Kepalanya terangkat ke arah pintu. Yuka mempersilakan seseorang masuk. Malvin mengerjapkan mata ketika seorang gadis masuk lalu tersenyum padanya. Keningnya berkerut. Ia heran kenapa gadis yang ditemuinya di pesta waktu itu bisa berada di sini.


“Jeane,” ucapnya dengan nada memastikan. Jeane melambaikan tangan dengan wajah ceria.


“Jadi dia kekasihmu ya, cantik sekali.” ucap Yuka dengan senyum yang terlihat aneh. Malvin terkejut mendengarnya. Namun entah kenapa ia tidak keberatan dengan anggapan Yuka. Mungkin dengan begitu Yuka akan berhenti mengganggunya.

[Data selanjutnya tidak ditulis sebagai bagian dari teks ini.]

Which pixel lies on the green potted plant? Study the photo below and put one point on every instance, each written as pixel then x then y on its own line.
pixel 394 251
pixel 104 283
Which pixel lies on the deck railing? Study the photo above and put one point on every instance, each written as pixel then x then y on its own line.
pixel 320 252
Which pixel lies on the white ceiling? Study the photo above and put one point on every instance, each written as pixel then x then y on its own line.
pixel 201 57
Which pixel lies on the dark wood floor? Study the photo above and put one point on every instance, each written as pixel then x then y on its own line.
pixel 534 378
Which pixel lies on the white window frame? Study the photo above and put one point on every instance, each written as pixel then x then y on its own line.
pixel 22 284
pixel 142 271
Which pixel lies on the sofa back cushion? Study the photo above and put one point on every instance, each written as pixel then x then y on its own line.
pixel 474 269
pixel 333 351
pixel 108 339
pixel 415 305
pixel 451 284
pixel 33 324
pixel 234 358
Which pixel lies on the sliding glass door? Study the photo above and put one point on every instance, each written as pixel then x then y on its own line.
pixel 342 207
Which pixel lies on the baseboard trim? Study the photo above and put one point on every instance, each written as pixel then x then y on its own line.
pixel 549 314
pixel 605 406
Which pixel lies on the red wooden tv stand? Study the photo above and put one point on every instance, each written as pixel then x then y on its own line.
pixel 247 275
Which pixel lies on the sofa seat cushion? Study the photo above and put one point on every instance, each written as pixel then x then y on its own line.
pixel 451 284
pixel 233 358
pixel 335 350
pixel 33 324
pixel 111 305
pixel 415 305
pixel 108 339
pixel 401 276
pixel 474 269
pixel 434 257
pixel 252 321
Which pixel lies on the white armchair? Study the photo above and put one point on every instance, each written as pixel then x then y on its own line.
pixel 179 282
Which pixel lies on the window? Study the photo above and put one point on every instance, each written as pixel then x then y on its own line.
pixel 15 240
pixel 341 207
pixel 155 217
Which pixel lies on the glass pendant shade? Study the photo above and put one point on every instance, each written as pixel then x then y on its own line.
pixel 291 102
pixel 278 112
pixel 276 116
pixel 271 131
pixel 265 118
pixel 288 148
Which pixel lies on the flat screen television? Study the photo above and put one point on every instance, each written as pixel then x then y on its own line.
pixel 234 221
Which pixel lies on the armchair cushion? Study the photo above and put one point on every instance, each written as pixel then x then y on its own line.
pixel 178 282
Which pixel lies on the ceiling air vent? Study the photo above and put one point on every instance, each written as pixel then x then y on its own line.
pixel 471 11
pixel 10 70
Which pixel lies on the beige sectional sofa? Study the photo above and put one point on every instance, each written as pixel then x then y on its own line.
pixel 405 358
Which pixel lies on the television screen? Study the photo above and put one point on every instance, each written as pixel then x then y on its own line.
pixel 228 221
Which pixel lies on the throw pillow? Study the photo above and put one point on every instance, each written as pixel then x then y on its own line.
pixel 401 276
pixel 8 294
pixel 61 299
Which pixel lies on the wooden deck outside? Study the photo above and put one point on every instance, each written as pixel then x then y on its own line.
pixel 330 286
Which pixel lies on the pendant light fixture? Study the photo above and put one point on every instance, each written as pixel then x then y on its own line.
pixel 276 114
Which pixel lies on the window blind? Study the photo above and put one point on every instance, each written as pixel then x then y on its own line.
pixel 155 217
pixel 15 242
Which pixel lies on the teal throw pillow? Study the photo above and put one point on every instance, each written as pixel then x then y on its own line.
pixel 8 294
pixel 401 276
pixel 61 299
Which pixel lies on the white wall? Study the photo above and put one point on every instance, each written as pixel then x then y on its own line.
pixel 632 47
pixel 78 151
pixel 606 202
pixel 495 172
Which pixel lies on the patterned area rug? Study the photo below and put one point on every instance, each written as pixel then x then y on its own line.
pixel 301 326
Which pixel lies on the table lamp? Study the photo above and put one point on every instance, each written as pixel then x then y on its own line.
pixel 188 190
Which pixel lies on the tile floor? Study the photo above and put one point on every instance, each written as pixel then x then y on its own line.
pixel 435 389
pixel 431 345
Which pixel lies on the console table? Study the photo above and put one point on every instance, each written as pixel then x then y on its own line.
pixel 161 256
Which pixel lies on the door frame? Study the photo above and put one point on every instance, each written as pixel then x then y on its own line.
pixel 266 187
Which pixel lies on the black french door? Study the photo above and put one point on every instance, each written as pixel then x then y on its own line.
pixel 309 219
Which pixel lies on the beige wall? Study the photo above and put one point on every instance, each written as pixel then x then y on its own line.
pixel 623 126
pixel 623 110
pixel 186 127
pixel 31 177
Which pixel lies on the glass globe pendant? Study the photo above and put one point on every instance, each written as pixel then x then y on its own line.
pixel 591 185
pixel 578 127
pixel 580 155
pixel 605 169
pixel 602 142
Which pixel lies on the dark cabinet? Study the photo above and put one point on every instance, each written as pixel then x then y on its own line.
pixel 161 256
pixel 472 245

“Ya, dia kekasihku.” Lirihnya. Yuka berhenti tersenyum.


“Begitu ya. Kalau begitu aku tidak akan mengganggu kalian,” ia menundukkan kepala sekilas lalu pergi dengan wajah yang menyiratkan luka. Sebenarnya Malvin merasa bersalah sudah membuat Yuka berwajah seperti itu. Ia menepis rasa bersalahnya dengan menatap Jeane.


“Gadis tadi sepertinya menyukaimu,” ucap Jeane sambil berjalan mendekatinya. Ia menarik kursi dan duduk di samping tempat tidur Malvin.


“Dia hanya dokter yang merawatku,” tepis Malvin.


“Ada perlu apa kau kemari?”


Jeane mengeluarkan kotak cokelat dari dalam tasnya lalu menyerahkannya pada Malvin


“Sebenarnya, kau tak perlu repot-repot menjengkukku dan membawakan..cokelat.” Malvin agak ragu melihat cokelat di tangannya. Ia masih curiga pada Jeane yang sempat menawarinya bekerja sama untuk memisahkan Davian dan Alena. Baginya, sekarang memisahkan Alena bukan inti masalah dalam hidupnya lagi. Tak ada gunanya ia melakukan hal itu karena dirinya dan Alena bersaudara. Sampai kapanpun ia tidak akan pernah bisa bersatu dengan Alena. Mereka terhalang oleh hubungan darah yang bahkan lebih kental dari pada air. Lebih kuat dibandingkan simpul tali apapun.


“Aku tahu mungkin terdengar aneh. Tapi sepertinya aku tertarik padamu,” ujar Jeane. Malvin tidak terkejut mendengar kalimat itu. Sudah banyak wanita yang mengatakan hal yang sama seperti yang Jeane katakan barusan.


“Yah, sepertinya itu alasanmu datang kemari.” Jeane tertawa.


Mungkin itu akan terlihat manis di mata pria lain namun bagi Malvin, senyum Alena tetaplah yang paling indah. Namun sepertinya Malvin tidak tahu bahwa Jeane pintar sekali membuat para pria terpesona padanya. Seperti saat ini, tanpa sadar Malvin ikut tersenyum. Entah berapa lama ia mendengar cerita Jeane tentang dirinya, keluarganya, dan kisah cintanya bersama Davian.


“Jadi, kau belum bertemu dengan ibumu sampai detik ini?” tanya Malvin. Jeane sekarang sedang duduk di tepi tempat tidurnya sambil mengupaskan apel untuk Malvin.


“Ayah tidak pernah membicarakan ibu semenjak mereka bercerai ketika usiaku masih kecil. Aku tidak tahu ibuku masih hidup atau tidak.”


“Apa kau tidak merindukannya?” Jeane menoleh menatap Malvin, sinar wajahnya meredup.


“Terkadang. Namun aku tidak pernah kekurangan kasih sayang dari ayahku. Karena itu aku tidak pernah berpikir untuk mencari ibuku.”


Malvin terdiam menatap tangannya yang memegang potongan apel, ia mendadak ragu apakah harus bertanya perihal masalahnya atau tidak. Ia memang penasaran. Tapi ia takut hal itu akan membuat keluarga yang membesarkannya terluka. Selama ia kecil hingga sekarang tak pernah sedikitpun ia kekurangan cinta. Mereka membesarkannya dengan penuh kasih sayang. Apakah terkesan kurang ajar jika ia menorehkan luka pada orang tua yang sudah membesarkannya sebaik mereka?